Only eight days after seeing Andy Powell’s ‘official’ Wishbone Ash’ over at Wilbarston Hall near Corby it was great now to see Martin Turners version hit the stage, and I know Mick doesn’t agree, but I prefer this version of the band, I love all the theatrics, the sense of fun and the sound of their twin guitars in harmony really took me back to the seventies.
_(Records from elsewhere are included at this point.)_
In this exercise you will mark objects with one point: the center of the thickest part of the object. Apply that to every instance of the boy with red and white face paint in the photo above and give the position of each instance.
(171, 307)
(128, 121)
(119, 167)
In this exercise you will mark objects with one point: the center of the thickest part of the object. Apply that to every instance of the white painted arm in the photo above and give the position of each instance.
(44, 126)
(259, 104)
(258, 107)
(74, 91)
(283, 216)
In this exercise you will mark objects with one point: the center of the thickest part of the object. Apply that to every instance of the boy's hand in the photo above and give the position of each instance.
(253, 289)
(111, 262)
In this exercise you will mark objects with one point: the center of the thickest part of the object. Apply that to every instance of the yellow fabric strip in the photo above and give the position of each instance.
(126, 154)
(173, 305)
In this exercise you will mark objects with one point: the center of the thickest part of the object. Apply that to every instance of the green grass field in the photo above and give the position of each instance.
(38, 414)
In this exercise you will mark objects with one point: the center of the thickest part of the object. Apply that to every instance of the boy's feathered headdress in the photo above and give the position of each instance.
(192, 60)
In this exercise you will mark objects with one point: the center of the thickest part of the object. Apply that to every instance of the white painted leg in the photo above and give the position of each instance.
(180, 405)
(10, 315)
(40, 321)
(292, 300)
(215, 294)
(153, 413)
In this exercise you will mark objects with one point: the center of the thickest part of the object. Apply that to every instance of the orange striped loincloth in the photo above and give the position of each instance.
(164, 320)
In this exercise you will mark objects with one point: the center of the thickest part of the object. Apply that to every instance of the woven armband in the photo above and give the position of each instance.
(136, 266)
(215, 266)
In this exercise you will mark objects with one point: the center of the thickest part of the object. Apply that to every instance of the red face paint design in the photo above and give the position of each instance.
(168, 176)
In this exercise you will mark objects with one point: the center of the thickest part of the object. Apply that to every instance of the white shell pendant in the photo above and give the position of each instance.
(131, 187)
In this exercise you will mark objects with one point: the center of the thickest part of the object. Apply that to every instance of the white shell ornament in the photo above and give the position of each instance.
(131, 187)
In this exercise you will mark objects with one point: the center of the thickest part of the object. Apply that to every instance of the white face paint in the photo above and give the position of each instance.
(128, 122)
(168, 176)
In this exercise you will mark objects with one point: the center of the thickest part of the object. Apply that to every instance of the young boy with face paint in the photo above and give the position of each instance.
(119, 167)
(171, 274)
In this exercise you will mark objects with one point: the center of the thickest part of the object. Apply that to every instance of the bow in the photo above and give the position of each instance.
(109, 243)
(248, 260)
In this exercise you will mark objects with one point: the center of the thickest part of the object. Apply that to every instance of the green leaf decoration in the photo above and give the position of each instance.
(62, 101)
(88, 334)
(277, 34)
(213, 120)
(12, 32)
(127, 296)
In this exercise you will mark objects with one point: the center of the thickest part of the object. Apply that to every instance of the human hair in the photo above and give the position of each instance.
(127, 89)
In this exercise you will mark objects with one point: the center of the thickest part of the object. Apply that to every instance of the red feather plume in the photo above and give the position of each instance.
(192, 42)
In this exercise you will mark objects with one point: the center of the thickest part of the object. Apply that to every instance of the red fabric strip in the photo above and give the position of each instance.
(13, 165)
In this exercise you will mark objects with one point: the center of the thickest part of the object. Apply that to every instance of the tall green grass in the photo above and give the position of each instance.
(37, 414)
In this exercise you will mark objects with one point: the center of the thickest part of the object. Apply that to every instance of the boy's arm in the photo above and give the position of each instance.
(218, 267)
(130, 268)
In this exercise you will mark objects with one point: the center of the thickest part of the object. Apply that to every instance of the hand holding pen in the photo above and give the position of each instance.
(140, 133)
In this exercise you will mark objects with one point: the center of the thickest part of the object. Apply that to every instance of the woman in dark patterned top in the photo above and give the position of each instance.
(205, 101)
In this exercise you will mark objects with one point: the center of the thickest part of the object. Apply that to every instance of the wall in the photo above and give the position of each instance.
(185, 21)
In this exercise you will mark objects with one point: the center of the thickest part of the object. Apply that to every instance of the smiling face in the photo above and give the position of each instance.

Finally the Hawklords were a dream come true, I first saw them back in 1974 at the Sunderland Mecca on the Space Ritual Tour, then again in about 1985 at Southend Cliffs Pavilion but this gig in 2010 was everything I had hoped for:
Chaotic sounds from which the patterns slowly emerged and then the rhythms repeated as hypnotic laser punctuated visuals filled the hall, and that was just ‘Born to Go’ as the opener. Nik Turner took to the stage in a flashy grey shiny suit and waved enthusiastically with both arms at the crowd. I was back in 1974 and had never realised how prominent and important was the Nik Turner saxophone. ‘Masters of the Universe’ was just out of this world, I tried videoing but I couldn’t help bouncing with the beat and didn’t want to miss a second of this mesmerising show. Then as quick as it started it was over, we were running over an hour over and they had to stop, Nik told us “he would have gone on all night” so no Silver Machine this time.
Thanks ProgBury you sent two middle aged men home very happy and the 76 mile drive seemed well worth the experience, looking forward to next year already. Can we have Uriah Heep, Caravan and Gong but please no ELP?.